Нельзя не вспомнить строк из «Тимона Афинского» (акт IV, сцена 3), где этот мизантроп обращается к трем ворам. За отсутствием библиотеки в моей одинокой избушке, где я живу подобно Тимону в пещере, я принужден — чтобы быстро процитировать — произвести обратный перевод этого места прозой с земблянской стихотворной версии «Тимона», каковая, я надеюсь, достаточно близка к оригиналу или, по крайней мере, верна ему по духу:
Солнце — вор: оно завлекает море
и грабит его. Месяц — вор:
Он крадет у солнца свой серебристый свет.
Море — вор: оно растворяет месяц.
Для достойной оценки Конмалевых переводов Шекспира см. примечание к строке
[962]
.
>>>
Строка 42: Я мог различить
К концу мая я мог различить очертания некоторых моих образов в той форме, которую придал бы им его гений; к середине июня я наконец почувствовал уверенность, что он воссоздает в поэме ослепительную Земблю, горевшую в моем мозгу. Я завораживал его, я пропитывал его моим видением, я навязывал ему с бесшабашной щедростью пьяницы все то, что сам не мог передать в стихах. Нелегко было бы сыскать в истории поэзии подобный случай: чтобы два человека, различных по происхождению, воспитанию, умственным ассоциациям, духовной тональности, окраске мысли, один — ученый-космополит, другой — домосед-поэт, заключили секретное соглашение такого рода. Наконец я понял, что он до краев полон моей Зембли — распираем нужными рифмами, готов прыснуть, лишь стоило моргнуть глазом. При всяком удобном случае я понуждал его преодолеть привычную лень и начать писать. В моем карманном дневничке имеются беглые записи такого содержания: «Присоветовал ему героический метр»; «пересказал еще раз побег»; «предложил располагать тихой комнатой в моем доме»; «обсудил возможность записывать мой голос для его нужд» и, наконец, под датой 3 июля: «Поэма начата!»

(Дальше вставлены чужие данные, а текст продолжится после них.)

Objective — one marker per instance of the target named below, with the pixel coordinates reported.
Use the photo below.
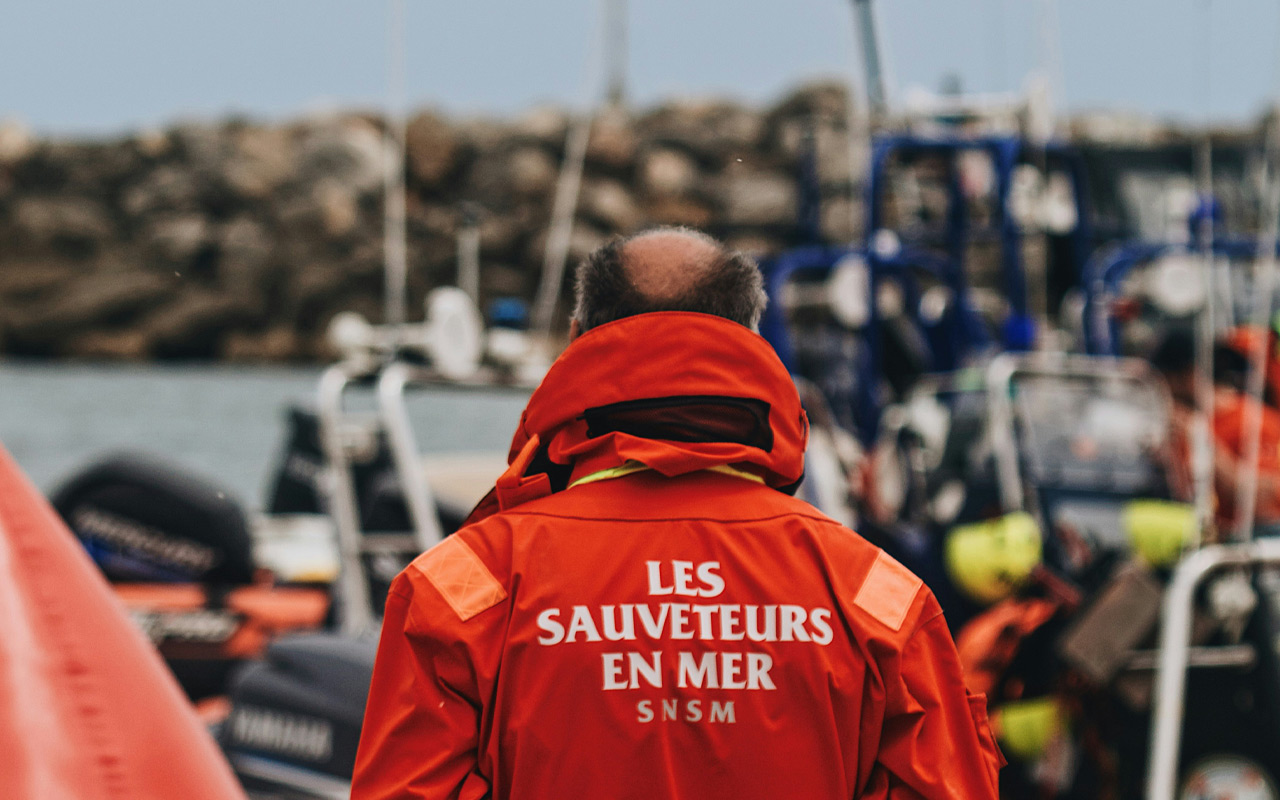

Хотя я, увы, понимаю слишком хорошо, что результат, в его бледной и прозрачной форме, не может быть сочтен за прямое эхо моего повествования (из коего, кстати, лишь несколько отрывков приведено в моих примечаниях, главным образом к Песни первой), вряд ли, однако, можно сомневаться в том, что закатное рдение этой истории подействовало как катализатор на самый процесс непрерывного творческого кипения, который позволил Шейду создать поэму в 1000 строк за три недели. Существует, помимо этого, симптоматическое семейное сходство между окраской поэмы и рассказом. Не без удовольствия перечел я мои комментарии к его строкам и в ряде случаев поймал себя на заимствовании некоего опалового отсвета пламенной сферы моего поэта, а также на бессознательном подражании прозаическому стилю его собственных критических статей. Но его вдова и коллеги могут оставить опасения и наслаждаться в полной мере плодами каких бы то ни было советов, которые они могли надавать моему добродушному поэту. О да, окончательный текст поэмы принадлежит полностью ему.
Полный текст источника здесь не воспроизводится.